— Ненавижу тебя! — прошептала я. — Как же я тебя ненавижу, погань.
15. *** 15 ***
Джинн никак не отреагировал на мою неприкрытую ненависть и ничуть не изменился в лице, но его ответ заставил кожу покрыться мурашками.
— Не боишься, что на закате, когда придет время исполнять свою часть договора, я тебя придушу? — спокойно спросил он.
А смотрел так, что стало ясно: не шутит.
— Не боюсь! — выпалила я, вовсе не чувствуя той отваги, что звучала в голосе. — До смерти не задушишь. У нас договор!
Джинн криво усмехнулся. Ох, не нравилась мне эта отвратительная улыбочка!
— Нельзя нарушить сделку, — неуверенно произнесла я. — Ты ведь…
Сердце заколотилось как бешеное.
— Ты ведь не солгал? Время можно повернуть вспять? Мы… Я… Если я соберу все артефакты, моя семья останется жива? — торопливо заговорила я.
— Солгал, — ответил он. — Или не солгал.
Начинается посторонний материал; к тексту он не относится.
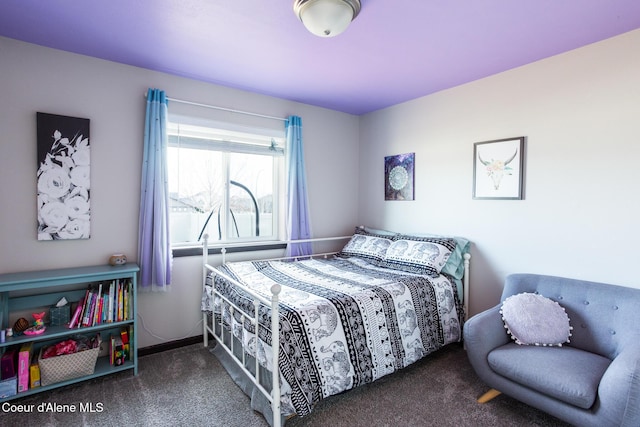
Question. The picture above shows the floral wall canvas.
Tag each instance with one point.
(63, 177)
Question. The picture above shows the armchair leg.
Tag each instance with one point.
(489, 395)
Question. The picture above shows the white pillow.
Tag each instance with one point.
(365, 245)
(532, 319)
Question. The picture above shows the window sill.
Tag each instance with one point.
(249, 247)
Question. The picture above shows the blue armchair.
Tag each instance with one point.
(594, 380)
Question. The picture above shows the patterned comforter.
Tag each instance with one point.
(343, 322)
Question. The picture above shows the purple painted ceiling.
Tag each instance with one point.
(395, 50)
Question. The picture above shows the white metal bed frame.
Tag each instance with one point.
(209, 327)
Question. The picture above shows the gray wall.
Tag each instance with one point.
(580, 112)
(33, 78)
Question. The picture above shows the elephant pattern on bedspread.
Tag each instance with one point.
(343, 322)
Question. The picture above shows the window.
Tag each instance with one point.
(225, 183)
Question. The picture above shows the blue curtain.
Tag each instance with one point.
(154, 244)
(297, 220)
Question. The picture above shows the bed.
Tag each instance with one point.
(341, 320)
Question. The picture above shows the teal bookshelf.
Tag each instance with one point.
(34, 291)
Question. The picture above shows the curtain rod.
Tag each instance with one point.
(197, 104)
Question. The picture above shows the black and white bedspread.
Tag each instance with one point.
(343, 322)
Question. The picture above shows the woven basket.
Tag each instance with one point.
(68, 366)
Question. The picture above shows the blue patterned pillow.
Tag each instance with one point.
(369, 246)
(421, 255)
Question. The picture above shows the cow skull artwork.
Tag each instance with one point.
(497, 168)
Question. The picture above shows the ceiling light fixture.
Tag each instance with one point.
(326, 18)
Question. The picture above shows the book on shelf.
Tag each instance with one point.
(104, 303)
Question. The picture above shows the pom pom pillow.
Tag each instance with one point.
(532, 319)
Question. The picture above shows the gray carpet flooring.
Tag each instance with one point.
(189, 387)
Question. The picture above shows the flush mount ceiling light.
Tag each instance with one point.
(326, 18)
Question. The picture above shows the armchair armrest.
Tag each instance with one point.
(619, 390)
(482, 333)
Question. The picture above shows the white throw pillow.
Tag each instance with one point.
(532, 319)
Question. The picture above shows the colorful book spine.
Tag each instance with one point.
(76, 315)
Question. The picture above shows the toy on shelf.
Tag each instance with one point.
(38, 326)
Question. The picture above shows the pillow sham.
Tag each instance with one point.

Ты все равно этого не узнаешь, пока не соберешь артефакты.
По непроницаемой физиономии джинна невозможно было понять, какой вариант истинный. Он насмехался надо мной, продолжит глумиться и дальше. Пора брать себя в руки и перестать вестись на провокации.
Я некоторое время молча завтракала: отщипывала кусочки от краюхи и ковыряла желток подгоревшей яичницы.
— Ладно… Раз уж нам пришлось заключить временный союз, постараемся не вести себя как дикари. Хочешь есть?
— Я не нуждаюсь в еде.
— Ну… Понятно. Не нуждаешься. Но, может, хочешь попробовать, что едят люди?
— Нет аппетита.
Я вскинула взгляд и прикусила язык, с которого готово было сорваться язвительное «Из-за меня?» Спокойствие! Союз, мир, цивилизованные воспитанные люди! Во всяком случае, я.
— Как тебя зовут?
— Тот, кто первым вызвал меня из браслета, назвал Редьярдом.
— Редьярд? Разве могут быть у джиннов такие имена? — не поверила я.
— Настоящее я тебе не скажу.
— Может, я стану называть тебя «раб браслета»? — не удержалась я. — Как ты меня — зайчишкой!
— Лживым зайчишкой, хозяюшка. Можешь называть как твоей душе угодно, но это не значит, что я откликнусь.
Я сжала кулаки и со свистом втянула воздух сквозь сомкнутые зубы. Разговаривать с джинном все равно что пытаться пробраться сквозь запутанный лабиринт или решить сложную шараду: необходимо следить за каждым словом.
Редьярд, значит. Стоит признать, это имя удивительно подходило джинну. В нем звучала и ярость, и яркость.
— Яр… — негромко произнесла я, приноравливаясь. — Яр.
Как ни странно, возражать джинн не стал. Я допила гадкое на вкус пиво, собираясь с мыслями. Хотя по утверждению подавальщицы напиток был слабым, я все же слегка захмелела и ощущала в себе невиданную доселе храбрость и наглость.
— Я очень мало знаю о джиннах, — призналась я. — Скажи, как ты узнал о…
«Смерти», «гибели»… Слова царапали горло.
— О трагедии в моей семье. Ведь тебя там не было.
— Я знаю все, что случилось в жизни моего хоз…
Теперь ломало джинна.
— Хозяина браслета, — выкрутился он. — Все, что он видел своими глазами, и все, что он сам знает об окружающем его мире. Мне не надо учиться правилам этикета, изучать геральдику или расспрашивать о событиях твоего детства. Эти знания приходят сами и постепенно. Оживают, словно воспоминания. Не сразу… Сначала я узнаю самое важное, как, допустим, убийство твоих родителей. И чуть больше, чем ты. Твой отец умер не сразу, он успел увидеть, как барон Фарли несколько раз воткнул нож в грудь твоей матери, однако был слишком слаб, чтобы помешать.
Джинн произнес последние фразы таким будничным, таким скучным тоном, что я не сразу осознала ужас сказанного, а когда осознала — заледенела до кончиков пальцев на ногах. Кровь отхлынула от щек, руки затряслись.